^ I have posted my admiration for Prince Michael (as well as the Prince of Wales) in earlier threads.
^ Charles has had his moments but his patched Lobbs and suits don't work and look pretentious. The public expects its Royals to wear the best of British.
Ian Carmichael, who played, inter alios, Lord Peter Wimsey, used Adeney & Boutroy for his personal tailoring and, probably, the Wimsey clothes were made by them too. However, the only suit that Carmichael ever kept was the green shooting suit from 'Five Red Herrings'. Goodness knows what they did with the rest! Otherwise, his souvenirs were just the rimless eyeglass and the miniature statue which 'Marjorie Phelps' made of him in the television adaptation of The 'Unpleasantness at The Bellona Club'. The Dorothy L Sayers books are fairly light on descriptions of Wimsey's clothes and I suppose that the reader is just left to imagine what a rich, younger son of a duke would have worn in the inter-war years.
Only a PS - And the English appropriated so much from elsewhere for their look.
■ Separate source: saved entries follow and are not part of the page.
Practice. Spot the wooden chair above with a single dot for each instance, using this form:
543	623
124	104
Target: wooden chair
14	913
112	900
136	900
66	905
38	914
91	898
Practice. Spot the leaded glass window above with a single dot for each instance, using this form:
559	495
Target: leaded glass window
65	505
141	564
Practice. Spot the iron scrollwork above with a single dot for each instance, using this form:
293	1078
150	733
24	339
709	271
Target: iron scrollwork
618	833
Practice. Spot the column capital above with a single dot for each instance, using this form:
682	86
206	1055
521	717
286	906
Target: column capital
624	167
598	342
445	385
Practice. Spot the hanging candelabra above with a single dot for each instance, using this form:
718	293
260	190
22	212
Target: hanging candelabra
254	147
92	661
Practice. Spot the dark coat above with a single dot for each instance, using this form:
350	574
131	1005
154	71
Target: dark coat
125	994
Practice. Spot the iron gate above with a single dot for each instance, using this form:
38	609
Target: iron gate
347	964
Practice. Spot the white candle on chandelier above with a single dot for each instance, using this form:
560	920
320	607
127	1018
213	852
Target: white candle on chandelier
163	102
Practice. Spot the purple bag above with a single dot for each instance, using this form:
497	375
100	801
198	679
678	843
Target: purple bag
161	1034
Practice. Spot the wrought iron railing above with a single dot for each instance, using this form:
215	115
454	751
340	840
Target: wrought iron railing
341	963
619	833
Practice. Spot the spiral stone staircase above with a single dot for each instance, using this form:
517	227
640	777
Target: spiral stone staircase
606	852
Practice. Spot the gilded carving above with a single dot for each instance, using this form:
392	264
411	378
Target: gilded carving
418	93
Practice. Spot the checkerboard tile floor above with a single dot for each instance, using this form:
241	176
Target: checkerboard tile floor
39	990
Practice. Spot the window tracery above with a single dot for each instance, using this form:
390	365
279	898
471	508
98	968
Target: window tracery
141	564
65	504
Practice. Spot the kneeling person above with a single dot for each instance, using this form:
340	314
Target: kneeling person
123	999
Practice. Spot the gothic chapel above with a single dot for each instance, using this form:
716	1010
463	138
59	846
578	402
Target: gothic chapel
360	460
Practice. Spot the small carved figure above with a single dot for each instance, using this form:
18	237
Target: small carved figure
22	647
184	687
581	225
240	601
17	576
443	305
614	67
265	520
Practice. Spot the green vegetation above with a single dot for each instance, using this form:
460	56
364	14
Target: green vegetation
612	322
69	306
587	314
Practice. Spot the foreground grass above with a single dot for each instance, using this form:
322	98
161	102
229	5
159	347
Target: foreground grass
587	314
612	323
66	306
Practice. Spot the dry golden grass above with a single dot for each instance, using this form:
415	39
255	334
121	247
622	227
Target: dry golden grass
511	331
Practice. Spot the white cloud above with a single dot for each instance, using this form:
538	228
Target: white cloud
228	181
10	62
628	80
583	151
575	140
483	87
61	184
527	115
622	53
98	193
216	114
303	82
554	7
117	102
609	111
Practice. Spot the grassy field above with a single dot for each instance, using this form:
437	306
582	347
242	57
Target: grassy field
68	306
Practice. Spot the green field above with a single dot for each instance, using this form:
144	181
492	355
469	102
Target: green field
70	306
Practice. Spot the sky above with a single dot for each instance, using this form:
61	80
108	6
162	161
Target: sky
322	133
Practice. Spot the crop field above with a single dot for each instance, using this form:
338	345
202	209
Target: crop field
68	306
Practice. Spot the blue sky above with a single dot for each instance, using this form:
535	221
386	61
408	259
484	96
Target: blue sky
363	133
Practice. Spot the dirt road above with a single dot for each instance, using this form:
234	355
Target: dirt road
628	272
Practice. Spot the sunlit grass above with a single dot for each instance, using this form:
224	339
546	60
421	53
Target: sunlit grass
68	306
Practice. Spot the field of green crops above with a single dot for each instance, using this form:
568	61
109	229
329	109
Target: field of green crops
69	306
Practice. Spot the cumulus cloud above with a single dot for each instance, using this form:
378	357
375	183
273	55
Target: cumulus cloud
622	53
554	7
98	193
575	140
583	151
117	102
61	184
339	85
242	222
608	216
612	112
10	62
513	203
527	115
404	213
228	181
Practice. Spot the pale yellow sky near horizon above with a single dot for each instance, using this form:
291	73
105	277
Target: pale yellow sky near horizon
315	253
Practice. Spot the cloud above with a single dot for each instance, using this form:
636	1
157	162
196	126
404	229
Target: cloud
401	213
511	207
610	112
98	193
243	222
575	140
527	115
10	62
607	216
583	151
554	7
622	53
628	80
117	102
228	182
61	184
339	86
It's wonderfully circular.
The Fair Isle Sweater is soooo English... But it's Scottish and the patterns are Islamic/Moorish via Spanish sailors shipwrecked up in the Isles.
- And there is English style in a nutshell.
Even some quintessential English films, those written, produced and directed by The Archers i.e. Michael Powell and Emeric Pressburger, had a good dose of the immigrant in them from Pressburger who arrived in England from Nazi Germany in 1935. Those magnificent films post-WWII have to be among the greatest British films ever made.
I'm amazed that anyone would admire the way Prince Michael dresses. He looks like the worst type of i-gent, with those horrible fat lapels and ties.